Comprehensive Profiling Of Hypoxia-Related Mirnas Identifies Mir-23a-3p Overexpression As A Marker Of Platinum Resistance And Poor Prognosis In High-Grade Serous Ovarian Cancer

Simple Summary In the present paper, we identified miR-23a-3p, a hypoxia regulated-microRNA (miRNA), as a potential biomarker of chemoresistance and poor outcome in two independent cohorts of high-grade serous ovarian carcinoma (HGSOC) patients.

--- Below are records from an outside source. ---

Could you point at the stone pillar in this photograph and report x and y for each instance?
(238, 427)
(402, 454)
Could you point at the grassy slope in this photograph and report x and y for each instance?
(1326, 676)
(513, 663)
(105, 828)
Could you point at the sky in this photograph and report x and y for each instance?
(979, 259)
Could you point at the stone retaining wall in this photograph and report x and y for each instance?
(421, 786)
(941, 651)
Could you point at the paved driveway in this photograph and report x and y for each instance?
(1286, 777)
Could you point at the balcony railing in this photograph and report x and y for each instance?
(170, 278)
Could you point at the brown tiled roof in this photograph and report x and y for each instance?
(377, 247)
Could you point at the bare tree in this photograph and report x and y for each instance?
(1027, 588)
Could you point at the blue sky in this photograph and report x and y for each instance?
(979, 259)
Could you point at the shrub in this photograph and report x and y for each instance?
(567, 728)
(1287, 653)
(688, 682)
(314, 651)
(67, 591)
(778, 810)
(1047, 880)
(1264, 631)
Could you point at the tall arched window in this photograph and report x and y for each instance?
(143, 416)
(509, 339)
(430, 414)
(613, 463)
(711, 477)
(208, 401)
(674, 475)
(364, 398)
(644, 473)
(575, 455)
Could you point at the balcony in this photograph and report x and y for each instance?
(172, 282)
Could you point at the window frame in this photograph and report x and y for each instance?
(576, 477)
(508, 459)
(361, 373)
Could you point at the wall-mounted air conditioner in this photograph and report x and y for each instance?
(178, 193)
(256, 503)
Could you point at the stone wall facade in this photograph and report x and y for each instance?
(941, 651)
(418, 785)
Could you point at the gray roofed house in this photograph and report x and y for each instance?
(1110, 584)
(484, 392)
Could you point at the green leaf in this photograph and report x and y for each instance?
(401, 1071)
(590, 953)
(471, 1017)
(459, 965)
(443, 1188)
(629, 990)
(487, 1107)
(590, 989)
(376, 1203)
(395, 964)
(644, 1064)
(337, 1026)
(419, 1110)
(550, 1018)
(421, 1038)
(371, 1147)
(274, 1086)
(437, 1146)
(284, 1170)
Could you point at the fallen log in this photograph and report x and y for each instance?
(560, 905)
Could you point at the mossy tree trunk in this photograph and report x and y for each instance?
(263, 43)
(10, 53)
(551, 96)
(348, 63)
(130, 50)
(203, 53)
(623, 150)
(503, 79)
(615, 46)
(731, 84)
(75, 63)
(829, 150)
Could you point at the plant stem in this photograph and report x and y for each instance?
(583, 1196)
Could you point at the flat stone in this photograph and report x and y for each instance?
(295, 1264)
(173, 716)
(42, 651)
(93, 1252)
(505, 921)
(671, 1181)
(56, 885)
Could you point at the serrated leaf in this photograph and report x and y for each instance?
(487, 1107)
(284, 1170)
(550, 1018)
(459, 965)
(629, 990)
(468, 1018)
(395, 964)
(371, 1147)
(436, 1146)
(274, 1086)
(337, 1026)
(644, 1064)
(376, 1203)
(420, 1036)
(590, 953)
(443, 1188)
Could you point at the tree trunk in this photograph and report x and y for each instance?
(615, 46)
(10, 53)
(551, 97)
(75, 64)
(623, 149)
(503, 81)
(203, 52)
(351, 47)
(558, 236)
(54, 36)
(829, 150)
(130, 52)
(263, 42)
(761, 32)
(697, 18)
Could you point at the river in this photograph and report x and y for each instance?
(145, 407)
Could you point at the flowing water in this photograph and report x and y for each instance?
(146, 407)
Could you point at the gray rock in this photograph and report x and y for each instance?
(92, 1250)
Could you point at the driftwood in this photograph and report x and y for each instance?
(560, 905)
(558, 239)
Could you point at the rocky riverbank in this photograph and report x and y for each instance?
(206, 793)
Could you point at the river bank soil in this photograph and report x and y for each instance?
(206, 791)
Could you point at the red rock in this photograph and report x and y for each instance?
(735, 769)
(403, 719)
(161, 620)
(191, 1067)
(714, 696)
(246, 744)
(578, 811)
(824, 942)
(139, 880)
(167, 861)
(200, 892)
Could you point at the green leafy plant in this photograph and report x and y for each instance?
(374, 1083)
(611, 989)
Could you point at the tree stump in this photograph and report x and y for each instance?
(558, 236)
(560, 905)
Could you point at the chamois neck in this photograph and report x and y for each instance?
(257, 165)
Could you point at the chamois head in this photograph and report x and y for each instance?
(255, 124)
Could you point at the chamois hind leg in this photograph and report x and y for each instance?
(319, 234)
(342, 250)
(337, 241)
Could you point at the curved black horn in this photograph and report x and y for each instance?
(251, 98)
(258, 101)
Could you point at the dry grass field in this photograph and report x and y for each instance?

Then, we predicted the involvement of miR-23a-3p in the platinum resistance pathway, together with its target APAF-1 gene, and validated their anticorrelation and association with platinum response in HGSOC patients and cell lines. We propose that the evaluation of miR-23a-3p expression may provide important clinical indications on patients not responding to platinum treatment and that the miR23a-3p/APAF1 axis could be considered a possible target for personalized medicine in HGSOC patients. The onset of chemo-resistant recurrence represents the principal cause of high-grade serous ovarian carcinoma (HGSOC) death. HGSOC masses are characterized by a hypoxic microenvironment, which contributes to the development of this chemo-resistant phenotype. Hypoxia regulated-miRNAs (HRMs) represent a molecular response of cancer cells to hypoxia and are involved in tumor progression. We investigated the expression of HRMs using miRNA expression data from a total of 273 advanced-stage HGSOC samples. The miRNAs associated with chemoresistance and survival were validated by RT-qPCR and target prediction, and comparative pathway analysis was conducted for target gene identification. Analysis of miRNA expression profiles indicated miR-23a-3p and miR-181c-5p over-expression as associated with chemoresistance and poor PFS. RT-qPCR data confirmed upregulation of miR-23a-3p in tumors from chemoresistant HGSOC patients and its significant association with shorter PFS. In silico miR-23a-3p target prediction and comparative pathway analysis identified platinum drug resistance as the pathway with the highest number of miR-23a-3p target genes. Among them, APAF-1 emerged as the most promising, being downregulated in platinum-resistant patients and in HGSOC chemo-resistant cells. These results highlight miR-23a-3p as a potential biomarker for HGSOC platinum response and prognosis and the miR23a-3p/APAF1 axis as a possible target to overcome platinum-resistance.